O legislador criou o Conselho Tutelar como órgão autônomo, não-jurisdicional, com atribuição de aplicar medidas protetivas às crianças que cometeram algum ato infracional ou que estejam em situação de risco pessoal ou social, sofrendo algum tipo de violência. Criou um sistema de resposta diferenciada – responsabilização, para os adolescentes que cometem atos infracionais, estabelecendo as medidas socioeducativas – advertência, reparação de danos, liberdade assistida, prestação de serviços comunitários, semiliberdade e internação, todas revestidas de um caráter retributivo, mas preponderantemente pedagógico, levando em consideração a condição peculiar de pessoa em desenvolvimento, consolidando ainda o caráter de brevidade e excepcionalidade das medidas socioeducativas de semiliberdade e internamento, cuja competência, para aplicá-las, será do juiz da infância e juventude, depois de observado o devido processo legal. O Ministério Público passou a ser uma instância importantíssima, única legitimada a ajuizar a ação socioeducativa e acompanhar todos os processos, sejam cíveis ou administrativos, onde haja interesses de crianças e adolescentes. É um dos legitimados para ajuizar ação civil pública relacionada a direitos individuais homogêneos, coletivos e difusos de crianças e adolescentes.

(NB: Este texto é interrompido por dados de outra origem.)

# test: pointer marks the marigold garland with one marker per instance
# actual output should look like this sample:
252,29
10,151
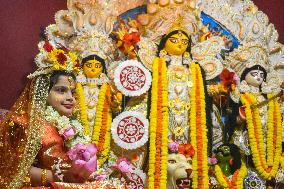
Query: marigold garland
267,168
237,178
157,174
198,123
101,129
83,108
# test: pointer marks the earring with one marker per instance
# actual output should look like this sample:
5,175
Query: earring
163,53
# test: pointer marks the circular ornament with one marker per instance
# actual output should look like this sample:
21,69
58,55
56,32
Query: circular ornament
252,181
132,78
137,179
212,67
130,130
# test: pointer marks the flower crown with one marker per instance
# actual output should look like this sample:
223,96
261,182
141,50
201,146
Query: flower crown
50,59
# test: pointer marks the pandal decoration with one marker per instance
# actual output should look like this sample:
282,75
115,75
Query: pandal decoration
236,180
101,131
157,173
198,130
267,168
132,78
130,130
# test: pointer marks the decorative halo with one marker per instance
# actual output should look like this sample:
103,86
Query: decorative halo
137,179
252,181
212,67
132,78
130,130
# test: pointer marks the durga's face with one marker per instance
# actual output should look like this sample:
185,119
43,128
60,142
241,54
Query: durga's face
177,44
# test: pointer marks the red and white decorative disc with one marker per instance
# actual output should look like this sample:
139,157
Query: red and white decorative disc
132,78
130,130
137,179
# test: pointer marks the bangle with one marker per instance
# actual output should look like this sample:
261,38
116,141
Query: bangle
44,177
27,180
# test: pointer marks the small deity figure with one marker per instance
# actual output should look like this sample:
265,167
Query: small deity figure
91,80
230,170
178,111
97,103
229,158
259,111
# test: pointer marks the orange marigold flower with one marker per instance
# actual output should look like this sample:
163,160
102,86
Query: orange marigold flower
186,149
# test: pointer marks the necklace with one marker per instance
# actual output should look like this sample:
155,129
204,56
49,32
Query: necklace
62,123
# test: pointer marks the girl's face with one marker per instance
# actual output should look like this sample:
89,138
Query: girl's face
177,44
255,78
61,96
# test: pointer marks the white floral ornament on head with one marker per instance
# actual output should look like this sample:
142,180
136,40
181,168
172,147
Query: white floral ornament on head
50,58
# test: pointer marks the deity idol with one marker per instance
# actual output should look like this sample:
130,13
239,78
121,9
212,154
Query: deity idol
260,110
97,102
41,140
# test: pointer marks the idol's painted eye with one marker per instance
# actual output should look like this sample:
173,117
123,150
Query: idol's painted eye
253,73
172,161
89,65
98,65
184,41
174,40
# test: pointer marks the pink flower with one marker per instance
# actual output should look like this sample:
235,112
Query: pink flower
68,133
236,79
212,161
100,177
84,158
173,147
123,165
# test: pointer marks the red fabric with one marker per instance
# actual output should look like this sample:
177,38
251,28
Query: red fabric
19,34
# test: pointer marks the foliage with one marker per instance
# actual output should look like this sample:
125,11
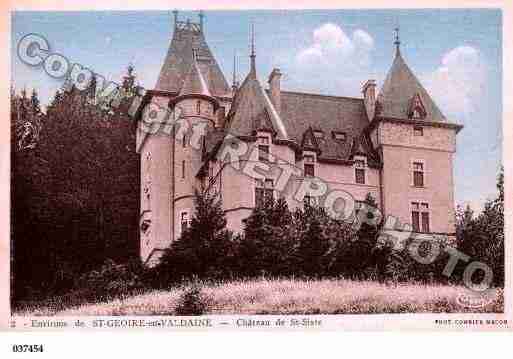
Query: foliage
75,189
111,280
205,248
192,302
482,237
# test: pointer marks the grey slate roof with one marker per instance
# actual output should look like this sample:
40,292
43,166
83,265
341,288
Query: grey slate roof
299,111
194,82
399,89
252,110
178,61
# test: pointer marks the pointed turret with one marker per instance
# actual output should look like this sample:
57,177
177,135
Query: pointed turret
188,35
401,86
195,86
194,83
252,110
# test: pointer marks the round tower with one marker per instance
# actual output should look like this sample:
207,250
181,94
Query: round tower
197,117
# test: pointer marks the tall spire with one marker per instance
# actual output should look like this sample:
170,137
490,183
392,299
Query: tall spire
397,42
252,56
234,75
175,16
201,15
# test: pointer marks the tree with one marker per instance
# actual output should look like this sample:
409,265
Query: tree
266,246
205,248
482,237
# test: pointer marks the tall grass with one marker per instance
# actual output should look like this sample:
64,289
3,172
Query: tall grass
287,296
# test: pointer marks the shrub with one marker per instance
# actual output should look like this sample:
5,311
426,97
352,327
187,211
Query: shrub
205,250
192,302
111,280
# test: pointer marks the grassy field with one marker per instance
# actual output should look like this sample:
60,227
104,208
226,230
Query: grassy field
290,296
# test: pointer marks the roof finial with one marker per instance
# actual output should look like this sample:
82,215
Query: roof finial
397,42
252,55
175,14
201,16
234,79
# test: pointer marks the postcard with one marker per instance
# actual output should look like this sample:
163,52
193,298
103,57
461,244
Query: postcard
257,169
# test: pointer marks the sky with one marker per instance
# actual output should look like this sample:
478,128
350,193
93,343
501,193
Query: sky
456,54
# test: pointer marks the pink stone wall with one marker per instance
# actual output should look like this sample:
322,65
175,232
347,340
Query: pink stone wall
435,149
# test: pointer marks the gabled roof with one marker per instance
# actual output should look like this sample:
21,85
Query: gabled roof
398,90
252,110
186,37
300,111
309,140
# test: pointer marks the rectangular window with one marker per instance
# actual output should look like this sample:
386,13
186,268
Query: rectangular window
309,165
415,221
418,174
425,222
184,221
418,131
264,192
420,217
263,149
318,134
309,200
359,171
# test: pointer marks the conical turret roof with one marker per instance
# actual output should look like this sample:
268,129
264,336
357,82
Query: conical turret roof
194,82
399,88
186,37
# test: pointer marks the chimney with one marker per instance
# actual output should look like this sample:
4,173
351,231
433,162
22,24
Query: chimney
274,86
369,98
221,114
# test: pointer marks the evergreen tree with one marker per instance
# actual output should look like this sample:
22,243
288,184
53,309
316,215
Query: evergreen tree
205,248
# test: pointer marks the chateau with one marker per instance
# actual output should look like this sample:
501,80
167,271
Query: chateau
394,144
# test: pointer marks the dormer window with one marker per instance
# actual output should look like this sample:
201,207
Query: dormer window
309,165
418,131
416,110
319,134
263,149
340,136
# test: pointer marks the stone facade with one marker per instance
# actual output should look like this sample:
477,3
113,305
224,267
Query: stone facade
395,145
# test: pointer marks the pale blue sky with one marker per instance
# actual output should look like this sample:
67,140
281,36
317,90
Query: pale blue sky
457,55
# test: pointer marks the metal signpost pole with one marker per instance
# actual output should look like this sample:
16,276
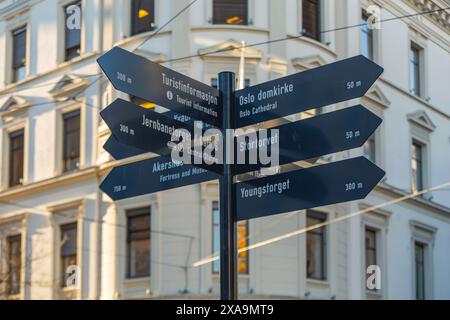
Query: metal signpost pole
228,225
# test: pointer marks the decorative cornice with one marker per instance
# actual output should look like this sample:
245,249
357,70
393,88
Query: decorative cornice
422,119
442,18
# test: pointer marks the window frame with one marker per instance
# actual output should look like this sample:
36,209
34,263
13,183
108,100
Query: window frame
246,22
320,37
14,226
415,144
61,32
65,48
60,110
13,78
62,273
370,35
17,133
216,225
20,123
66,117
65,213
9,240
426,235
377,221
129,214
418,90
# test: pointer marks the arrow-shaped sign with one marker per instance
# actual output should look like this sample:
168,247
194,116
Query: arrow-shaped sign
330,84
142,78
313,187
314,137
150,176
148,131
120,151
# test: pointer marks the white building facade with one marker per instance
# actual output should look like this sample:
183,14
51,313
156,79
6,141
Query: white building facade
58,228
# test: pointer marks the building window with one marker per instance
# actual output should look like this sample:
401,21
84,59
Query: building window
14,244
415,70
71,140
230,12
417,167
68,250
371,248
16,152
312,19
242,241
19,61
316,247
366,37
142,16
420,249
72,47
369,149
138,243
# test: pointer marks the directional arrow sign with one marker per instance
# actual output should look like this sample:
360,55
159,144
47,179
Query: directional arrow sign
119,150
314,137
146,130
332,83
142,78
328,184
150,176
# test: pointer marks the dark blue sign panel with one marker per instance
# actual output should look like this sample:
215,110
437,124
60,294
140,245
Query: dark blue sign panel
314,137
120,151
330,84
150,176
148,130
313,187
140,77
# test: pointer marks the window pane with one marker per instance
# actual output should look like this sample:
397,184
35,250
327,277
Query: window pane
316,247
142,16
417,167
216,235
14,264
71,150
420,270
138,243
414,72
242,240
73,36
19,54
16,152
311,19
68,250
230,12
366,37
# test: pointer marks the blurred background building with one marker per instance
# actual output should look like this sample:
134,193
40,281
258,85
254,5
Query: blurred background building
53,215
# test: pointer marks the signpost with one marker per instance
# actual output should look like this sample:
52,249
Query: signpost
142,78
332,83
148,130
150,176
136,130
313,187
314,137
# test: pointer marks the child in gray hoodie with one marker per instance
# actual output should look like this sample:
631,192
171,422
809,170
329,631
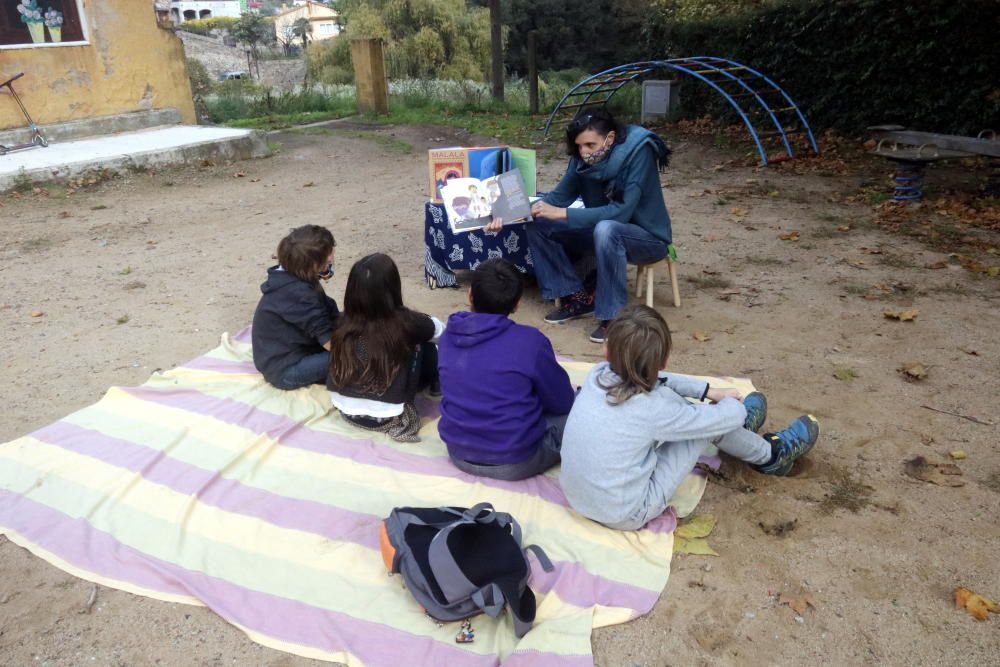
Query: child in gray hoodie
632,435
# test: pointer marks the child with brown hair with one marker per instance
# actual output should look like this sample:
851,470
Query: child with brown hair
381,352
632,435
294,320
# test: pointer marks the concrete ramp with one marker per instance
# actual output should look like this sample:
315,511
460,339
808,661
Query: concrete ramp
144,149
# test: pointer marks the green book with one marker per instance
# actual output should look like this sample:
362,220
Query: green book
524,162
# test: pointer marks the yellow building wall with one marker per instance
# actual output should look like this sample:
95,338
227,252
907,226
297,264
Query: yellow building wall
130,64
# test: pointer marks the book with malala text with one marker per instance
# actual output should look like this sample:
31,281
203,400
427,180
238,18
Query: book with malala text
473,203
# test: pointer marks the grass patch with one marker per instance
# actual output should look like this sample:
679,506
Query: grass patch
36,245
845,374
388,142
847,493
896,261
310,130
281,121
709,282
491,119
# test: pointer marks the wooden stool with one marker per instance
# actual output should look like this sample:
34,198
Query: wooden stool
644,273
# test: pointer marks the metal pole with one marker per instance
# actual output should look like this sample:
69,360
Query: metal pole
496,50
532,72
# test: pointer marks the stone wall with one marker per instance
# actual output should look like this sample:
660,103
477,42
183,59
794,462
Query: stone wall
218,58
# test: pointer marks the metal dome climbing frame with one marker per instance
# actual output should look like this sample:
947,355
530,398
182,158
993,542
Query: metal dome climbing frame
738,84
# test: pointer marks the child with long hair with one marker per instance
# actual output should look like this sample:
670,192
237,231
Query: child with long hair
294,320
381,352
632,435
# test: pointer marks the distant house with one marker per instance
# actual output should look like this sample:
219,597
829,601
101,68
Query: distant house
93,59
325,21
185,10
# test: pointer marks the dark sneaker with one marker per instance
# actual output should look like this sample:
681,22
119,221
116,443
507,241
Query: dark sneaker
574,306
600,333
790,444
756,406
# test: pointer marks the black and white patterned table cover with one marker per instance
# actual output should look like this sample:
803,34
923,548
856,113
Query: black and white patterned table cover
446,252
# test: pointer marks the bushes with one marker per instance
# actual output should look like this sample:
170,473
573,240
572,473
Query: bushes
206,26
930,65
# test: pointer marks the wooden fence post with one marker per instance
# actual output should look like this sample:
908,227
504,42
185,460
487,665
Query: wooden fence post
369,75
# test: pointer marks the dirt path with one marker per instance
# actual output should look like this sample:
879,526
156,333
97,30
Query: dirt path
144,273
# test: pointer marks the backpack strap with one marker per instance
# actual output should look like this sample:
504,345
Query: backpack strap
543,558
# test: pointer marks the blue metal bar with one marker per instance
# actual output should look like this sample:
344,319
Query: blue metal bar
637,68
777,124
791,102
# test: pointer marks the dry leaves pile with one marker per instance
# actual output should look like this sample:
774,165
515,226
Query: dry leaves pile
689,537
942,474
979,607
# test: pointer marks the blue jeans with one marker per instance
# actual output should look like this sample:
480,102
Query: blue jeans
614,244
309,370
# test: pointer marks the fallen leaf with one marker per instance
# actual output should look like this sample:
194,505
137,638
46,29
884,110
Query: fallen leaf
689,537
901,315
913,371
845,374
798,605
978,606
942,474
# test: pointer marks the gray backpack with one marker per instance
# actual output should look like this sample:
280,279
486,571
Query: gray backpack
460,562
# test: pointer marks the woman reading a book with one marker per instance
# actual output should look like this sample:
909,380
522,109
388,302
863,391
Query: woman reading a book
614,170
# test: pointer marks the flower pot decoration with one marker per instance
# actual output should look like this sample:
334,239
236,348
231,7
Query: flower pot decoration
31,16
53,21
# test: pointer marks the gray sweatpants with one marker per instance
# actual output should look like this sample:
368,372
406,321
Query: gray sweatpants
676,460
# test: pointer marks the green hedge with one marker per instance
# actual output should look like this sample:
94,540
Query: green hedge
930,64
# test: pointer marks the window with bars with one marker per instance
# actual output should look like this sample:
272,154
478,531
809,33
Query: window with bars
38,22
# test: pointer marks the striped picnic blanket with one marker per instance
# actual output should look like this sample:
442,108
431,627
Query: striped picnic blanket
207,486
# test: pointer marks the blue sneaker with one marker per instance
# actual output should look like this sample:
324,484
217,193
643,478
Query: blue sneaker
790,444
756,405
573,306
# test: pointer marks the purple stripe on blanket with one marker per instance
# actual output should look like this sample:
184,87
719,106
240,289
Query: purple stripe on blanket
213,489
570,580
92,550
292,434
221,365
533,658
243,335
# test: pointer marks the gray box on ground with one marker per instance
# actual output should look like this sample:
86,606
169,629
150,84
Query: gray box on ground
659,99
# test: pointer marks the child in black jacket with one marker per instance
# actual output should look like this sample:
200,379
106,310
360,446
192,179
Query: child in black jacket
294,320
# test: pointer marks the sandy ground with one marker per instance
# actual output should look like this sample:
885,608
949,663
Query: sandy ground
143,273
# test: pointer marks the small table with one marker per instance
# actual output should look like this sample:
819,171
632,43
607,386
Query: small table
446,252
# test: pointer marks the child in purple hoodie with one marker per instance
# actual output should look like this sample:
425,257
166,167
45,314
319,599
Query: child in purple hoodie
505,397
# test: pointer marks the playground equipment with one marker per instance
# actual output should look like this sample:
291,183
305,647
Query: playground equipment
912,151
755,98
36,133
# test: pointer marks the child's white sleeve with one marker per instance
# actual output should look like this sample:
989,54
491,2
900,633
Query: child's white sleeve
685,386
438,328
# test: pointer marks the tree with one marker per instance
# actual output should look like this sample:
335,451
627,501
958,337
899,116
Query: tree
252,30
302,28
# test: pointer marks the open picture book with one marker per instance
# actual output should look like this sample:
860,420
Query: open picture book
472,203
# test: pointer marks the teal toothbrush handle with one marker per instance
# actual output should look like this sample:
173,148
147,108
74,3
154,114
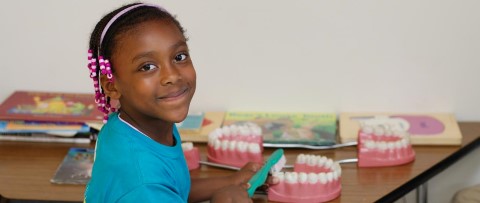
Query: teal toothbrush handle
259,178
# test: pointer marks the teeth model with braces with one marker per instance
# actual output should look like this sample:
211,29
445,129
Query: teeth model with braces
192,155
379,146
315,179
236,145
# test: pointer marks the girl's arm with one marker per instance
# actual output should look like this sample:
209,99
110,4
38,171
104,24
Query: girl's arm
205,188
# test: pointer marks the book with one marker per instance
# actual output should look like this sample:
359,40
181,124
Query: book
79,138
50,106
315,128
76,167
211,121
424,128
192,123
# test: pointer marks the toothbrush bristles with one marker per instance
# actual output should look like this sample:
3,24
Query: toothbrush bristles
279,165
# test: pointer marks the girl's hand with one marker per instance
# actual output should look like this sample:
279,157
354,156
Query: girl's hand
232,194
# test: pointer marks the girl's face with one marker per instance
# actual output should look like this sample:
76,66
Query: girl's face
154,76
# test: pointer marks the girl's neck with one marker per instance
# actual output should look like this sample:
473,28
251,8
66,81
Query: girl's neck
160,132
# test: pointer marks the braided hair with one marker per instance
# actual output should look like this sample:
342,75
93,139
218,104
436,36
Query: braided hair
103,48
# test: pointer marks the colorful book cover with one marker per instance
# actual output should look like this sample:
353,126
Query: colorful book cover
211,121
50,106
290,127
76,167
424,128
192,123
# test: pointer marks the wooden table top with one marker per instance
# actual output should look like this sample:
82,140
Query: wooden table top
26,169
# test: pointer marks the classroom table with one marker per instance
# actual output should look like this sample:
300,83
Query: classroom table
26,169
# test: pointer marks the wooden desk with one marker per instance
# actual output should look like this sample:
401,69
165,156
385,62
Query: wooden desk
26,168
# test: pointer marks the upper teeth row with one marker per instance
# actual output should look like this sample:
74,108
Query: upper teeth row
312,178
187,146
382,131
320,161
382,145
235,145
237,130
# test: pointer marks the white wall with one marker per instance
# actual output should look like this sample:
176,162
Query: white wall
411,56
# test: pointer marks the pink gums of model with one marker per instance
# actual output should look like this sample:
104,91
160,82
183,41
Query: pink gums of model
192,155
235,145
379,147
315,179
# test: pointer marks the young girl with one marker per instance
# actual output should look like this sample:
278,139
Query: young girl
139,56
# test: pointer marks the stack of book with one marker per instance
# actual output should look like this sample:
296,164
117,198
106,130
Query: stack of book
48,117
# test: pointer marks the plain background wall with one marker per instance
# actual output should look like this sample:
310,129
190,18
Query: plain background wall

O ECA, na verdade, é um microssistema, no qual são previstos vários procedimentos – cível, administrativo e criminal –, que visa, fundamentadamente, tutelar todos os direitos e interesses de crianças e adolescentes, independente de serem pessoas “carentes”, bem criadas, filha de famílias milionárias, infratoras, enfim, a norma é direcionada para seres humanos na peculiar condição de pessoas em desenvolvimento. O ECA é um sistema normativo de garantias de direitos de crianças e adolescentes, independentemente de sua situação ou classe social; enfim, é um ordenamento normativo direcionado a toda infância e juventude.

O ECA criou um órgão responsável pela formulação de políticas públicas relativas à infância e juventude, que é o Conselho dos Direitos da Criança e Adolescente (Conanda), na esfera da União, o Conselho Estadual na esfera dos estados membros, e na órbita municipal, o Conselho Municipal dos Direitos da Criança e do Adolescente (CMDCA), que tem como função precípua deliberar e formular políticas públicas

relativas à infância e juventude no município, sendo também o órgão onde todas as organizações governamentais e não-governamentais que trabalhem com crianças e adolescentes devem inscrever seus programas de atendimento socioeducativo.

O ECA estabeleceu as infrações administrativas cominando pena de multa a pessoas físicas ou jurídicas, prevendo, inclusive, em alguns casos, a interdição do estabelecimento, para a hipótese de prática reiterada de conduta que venha a violar normas de proteção à criança ou ao adolescente. Também estabeleceu várias figuras típicas para determinadas condutas graves praticadas contra criança e adolescente, cominando penas de multa e de privação de liberdade. O ECA disciplina o acolhimento institucional e familiar de crianças abandonadas ou vitimas de maus-tratos, objetivando a reintegração familiar ou a colocação em família substituta, seja através da guarda, tutela ou adoção.

Na verdade, como já enfatizado, o Estatuto da Criança e do Adolescente inaugura um novo paradigma, fundado no principio da proteção integral e da dignidade da pessoa humana, reconhecendo a qualidade de sujeitos de direitos de crianças e adolescentes, na sua condição peculiar de pessoa em processo de desenvolvimento físico, intelectual, emocional, moral e espiritual, e que deve merecer um tratamento diferenciado do Estado, principalmente na preservação dos seus direitos fundamentais, como o direito à vida, saúde, educação, alimentação, lazer, profissionalização, cultura, dignidade, respeito, convivência familiar e comunitária, e, acima de tudo, liberdade, que devem ser tutelados como prioridade absoluta. Ademais, de conformidade com as diretrizes de Riad, o adolescente não pode e não deve receber tratamento mais rigoroso do que aquele dispensado ao adulto imputável. Nesse diapasão, o juiz da infância e juventude deve ser o guardião dessas garantias e direitos inseridos em nosso ordenamento jurídico pelas convenções internacionais, pela Constituição Federal e pelo Estatuto da Criança e do Adolescente.